Esta realidad nos otorga una confianza incomparable al orar. La base de nuestra oración ya no es mirar hacia un lugar físico, sino acercarnos por medio de una Persona. Por eso Jesús pudo decir: “Todo lo que pidan en Mi nombre, lo haré” (Jn 14:13). Orar “en el nombre de Jesús” es el equivalente neotestamentario de orar “mirando al templo”; es acercarnos con la plena conciencia de que Dios está con nosotros y a nuestro favor gracias a Cristo. El apóstol Pablo lo argumenta de forma irrefutable en Romanos 8:32: “El que no negó ni a Su propio Hijo, sino que lo entregó por todos nosotros, ¿cómo no nos dará también junto con Él todas las cosas?”. Si Dios ya nos dio el regalo máximo, Su propio Hijo, podemos estar seguros de que escuchará nuestras oraciones.

Por supuesto, esto no significa que recibiremos ciegamente cualquier cosa que se nos ocurra. Implica que, gracias a Cristo, tenemos el oído atento del Padre, quien se deleita en darnos aquello que le agrada.

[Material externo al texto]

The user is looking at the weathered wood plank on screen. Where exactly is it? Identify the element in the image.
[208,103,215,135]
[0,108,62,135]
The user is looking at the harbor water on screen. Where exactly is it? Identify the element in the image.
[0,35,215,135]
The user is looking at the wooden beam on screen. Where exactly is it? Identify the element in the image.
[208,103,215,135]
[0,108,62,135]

Las peticiones de Salomón eran por el bienestar de Israel, que se manifestaba en evidencias de la bendición de Dios bajo el antiguo pacto: el perdón de pecados (1R 8:30, 34), la lluvia en tiempos de sequía (1R 8:35-36), el alimento en medio de la hambruna (1R 8:37), la victoria sobre los enemigos (1R 8:44-45) y la acogida del extranjero (1R 8:41-43). En el Nuevo Testamento, el bienestar espiritual del pueblo de Dios se ve de manera aún más profunda: una vida transformada que refleja los valores y la justicia del reino de Cristo, como las bienaventuranzas en el Sermón del Monte. Entonces, oramos con la confianza de que Dios quiere producir ese fruto en nosotros y nos dará todo lo necesario para ello.

Principios eternos
La oración de Salomón, aunque anclada en un pacto y un contexto que parecen lejanos, nos ofrece principios eternos que transforman nuestra manera de acercarnos a Dios. Hemos visto que, lejos de ser un modelo obsoleto, nos enseña a fundamentar nuestra vida de oración en dos verdades inconmovibles que el evangelio magnifica.

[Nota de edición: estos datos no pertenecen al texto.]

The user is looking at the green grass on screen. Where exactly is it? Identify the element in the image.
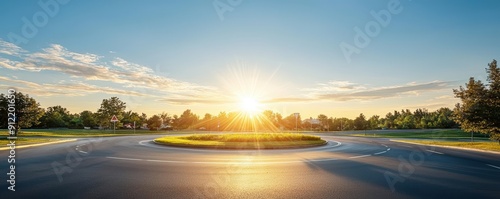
[351,129,488,140]
[0,138,66,148]
[155,133,326,149]
[4,129,174,138]
[397,140,500,152]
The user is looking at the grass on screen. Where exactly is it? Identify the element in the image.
[4,129,175,138]
[155,133,326,149]
[397,140,500,152]
[0,138,66,148]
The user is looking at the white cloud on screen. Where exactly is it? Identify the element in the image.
[0,40,218,104]
[0,39,26,56]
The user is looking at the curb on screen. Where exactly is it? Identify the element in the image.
[0,139,77,151]
[390,139,500,154]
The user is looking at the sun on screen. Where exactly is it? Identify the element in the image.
[240,97,260,115]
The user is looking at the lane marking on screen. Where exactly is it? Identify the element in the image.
[348,154,372,159]
[106,157,144,161]
[426,150,444,155]
[486,164,500,169]
[373,151,387,155]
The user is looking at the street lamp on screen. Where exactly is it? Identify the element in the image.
[293,113,300,132]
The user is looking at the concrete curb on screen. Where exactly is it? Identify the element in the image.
[390,139,500,154]
[0,139,77,151]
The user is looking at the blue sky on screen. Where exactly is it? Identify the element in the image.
[0,0,500,117]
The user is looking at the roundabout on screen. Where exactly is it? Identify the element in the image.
[154,133,327,150]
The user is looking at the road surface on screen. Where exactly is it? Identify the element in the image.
[0,135,500,199]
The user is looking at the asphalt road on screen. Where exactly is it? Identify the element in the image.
[0,135,500,199]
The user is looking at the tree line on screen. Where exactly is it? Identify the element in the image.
[0,92,458,131]
[0,60,500,143]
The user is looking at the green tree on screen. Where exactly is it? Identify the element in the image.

Primero, aprendemos a orar anclados en el carácter de un Dios que es incomparable porque cumple Sus promesas. Si Salomón oraba con confianza al ver la fidelidad de Dios en su propia vida, nosotros podemos hacerlo con una certeza aún mayor, pues hemos visto el cumplimiento de todas las promesas de Dios en la persona de Jesucristo, nuestro Rey eterno. Segundo, aprendemos a orar con la confianza que nos da la cercanía de Dios. Si Salomón se maravillaba de que Dios habitara en un templo, nosotros nos gloriamos en que Dios habitó entre nosotros en Cristo y ahora vive en nosotros por Su Espíritu.
Que estas verdades den forma a nuestras oraciones. Que dejen de ser un simple listado de necesidades pasajeras para convertirse en un diálogo confiado, fundamentado en la fidelidad inmutable de Dios y en Su presencia accesible mediante Jesús. Al hacerlo, descubriremos que nuestra oración no solo cambia, sino que se alinea verdaderamente con el corazón de un Dios que se deleita en escuchar y responder a Sus hijos.